Better days: President Jacob Zuma, right, leads tripartite alliance leaders Cosatu president Sdumo Dlamini and SACP general secretary Blade Nzimande in song at a May Day rally at Galeshewe Stadium in Kimberley, Northern Cape, in 2015.Picture: SUPPLIED
Better days: President Jacob Zuma, right, leads tripartite alliance leaders Cosatu president Sdumo Dlamini and SACP general secretary Blade Nzimande in song at a May Day rally at Galeshewe Stadium in Kimberley, Northern Cape, in 2015.Picture: SUPPLIED

The future of the ANC-led tripartite alliance hangs in the balance.

A key feature of post-1994 SA politics has been the erosion of the alliance between the ANC, the SA Communist Party (SACP) and the Congress of SA Trade Unions (Cosatu). It has worsened under President Jacob Zuma’s watch. For the past year the alliance has existed on paper only.

The SACP recently fought a by-election for the first time — in Metsimaholo in the Free State.

How will next week’s ANC electoral conference affect the alliance at the 2019 general elections and beyond? Cosatu was first off the mark in endorsing deputy president Cyril Ramaphosa for the ANC presidency. Its large unions such as Nehawu led the way and are key agitators for the SACP to contest elections under the red flag.

Ramaphosa is by no means Cosatu’s ideal candidate: it has a bone to pick with him over his endorsement of the National Development Plan (NDP). Rejection of the NDP also led to a split in Cosatu and the expulsion of metalworkers’ affiliate, Numsa.

Still, Ramaphosa is more acceptable to Cosatu than his rival Nkosazana Dlamini-Zuma, who it believes would be an extension of Zuma.

But if she wins, the SACP will hold a special congress to reaffirm its decision to contest future polls. Cosatu would canvass members over whether to back the SACP or stick with the ANC.

It remains to be seen whether the SACP under Blade Nzimande has the backbone to cut loose from a relationship which has rewarded its leaders.

Any further loss of ANC support at the 2019 polls (which is expected if Dlamini-Zuma triumphs this month) would force Cosatu and the SACP into a radical rethink.

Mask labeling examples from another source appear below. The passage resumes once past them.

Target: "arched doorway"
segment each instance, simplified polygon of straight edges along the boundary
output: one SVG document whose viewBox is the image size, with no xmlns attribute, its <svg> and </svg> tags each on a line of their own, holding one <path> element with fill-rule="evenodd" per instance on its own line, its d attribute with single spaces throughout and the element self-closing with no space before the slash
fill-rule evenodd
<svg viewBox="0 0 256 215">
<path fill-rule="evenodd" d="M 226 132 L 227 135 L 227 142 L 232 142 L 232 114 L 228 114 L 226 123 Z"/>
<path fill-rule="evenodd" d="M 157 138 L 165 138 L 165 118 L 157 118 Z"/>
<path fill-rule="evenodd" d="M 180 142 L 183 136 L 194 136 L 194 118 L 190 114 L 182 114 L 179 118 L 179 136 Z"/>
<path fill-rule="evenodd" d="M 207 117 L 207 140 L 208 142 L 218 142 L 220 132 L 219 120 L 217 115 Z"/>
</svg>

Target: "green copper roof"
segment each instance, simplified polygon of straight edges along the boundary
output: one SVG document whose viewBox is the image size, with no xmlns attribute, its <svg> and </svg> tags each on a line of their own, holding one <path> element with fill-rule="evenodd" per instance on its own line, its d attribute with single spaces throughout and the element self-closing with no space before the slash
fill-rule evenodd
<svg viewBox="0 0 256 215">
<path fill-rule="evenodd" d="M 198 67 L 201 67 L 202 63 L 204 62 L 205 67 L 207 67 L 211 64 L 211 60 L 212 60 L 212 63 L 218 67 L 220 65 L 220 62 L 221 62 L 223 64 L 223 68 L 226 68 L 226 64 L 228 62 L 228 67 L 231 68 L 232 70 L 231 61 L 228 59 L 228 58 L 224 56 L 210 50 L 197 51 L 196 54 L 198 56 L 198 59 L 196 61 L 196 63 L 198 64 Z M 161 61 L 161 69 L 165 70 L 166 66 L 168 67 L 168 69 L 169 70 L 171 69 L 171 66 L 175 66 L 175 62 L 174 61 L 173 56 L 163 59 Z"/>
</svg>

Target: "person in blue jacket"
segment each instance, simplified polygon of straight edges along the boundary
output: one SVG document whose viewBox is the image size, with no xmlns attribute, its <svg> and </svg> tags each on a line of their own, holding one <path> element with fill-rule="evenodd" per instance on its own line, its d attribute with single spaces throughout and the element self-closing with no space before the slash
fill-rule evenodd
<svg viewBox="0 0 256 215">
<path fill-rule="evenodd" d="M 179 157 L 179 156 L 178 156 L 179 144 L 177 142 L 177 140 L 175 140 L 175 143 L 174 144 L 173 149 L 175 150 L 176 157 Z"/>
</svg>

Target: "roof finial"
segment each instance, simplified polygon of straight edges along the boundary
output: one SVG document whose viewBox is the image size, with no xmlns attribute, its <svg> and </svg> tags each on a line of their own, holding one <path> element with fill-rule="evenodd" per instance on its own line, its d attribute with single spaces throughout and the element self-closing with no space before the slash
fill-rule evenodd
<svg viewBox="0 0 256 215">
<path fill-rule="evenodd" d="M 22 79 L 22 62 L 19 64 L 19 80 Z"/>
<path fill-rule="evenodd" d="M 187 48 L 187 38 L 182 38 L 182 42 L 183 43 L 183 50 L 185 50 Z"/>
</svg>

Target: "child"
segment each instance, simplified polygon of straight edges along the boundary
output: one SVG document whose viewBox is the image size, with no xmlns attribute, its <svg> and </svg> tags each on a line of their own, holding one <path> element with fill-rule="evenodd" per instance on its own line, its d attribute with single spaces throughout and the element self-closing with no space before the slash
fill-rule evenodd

The SACP on Sunday declared that it would be a "mistake for [it] to over-invest expectations in the [ANC] conference". It was at pains to say it was not endorsing any particular candidate. Even so, it boils down to which candidate would be more amenable to reconfiguring the alliance.

This is simply an unknown for the SACP and Cosatu at this stage.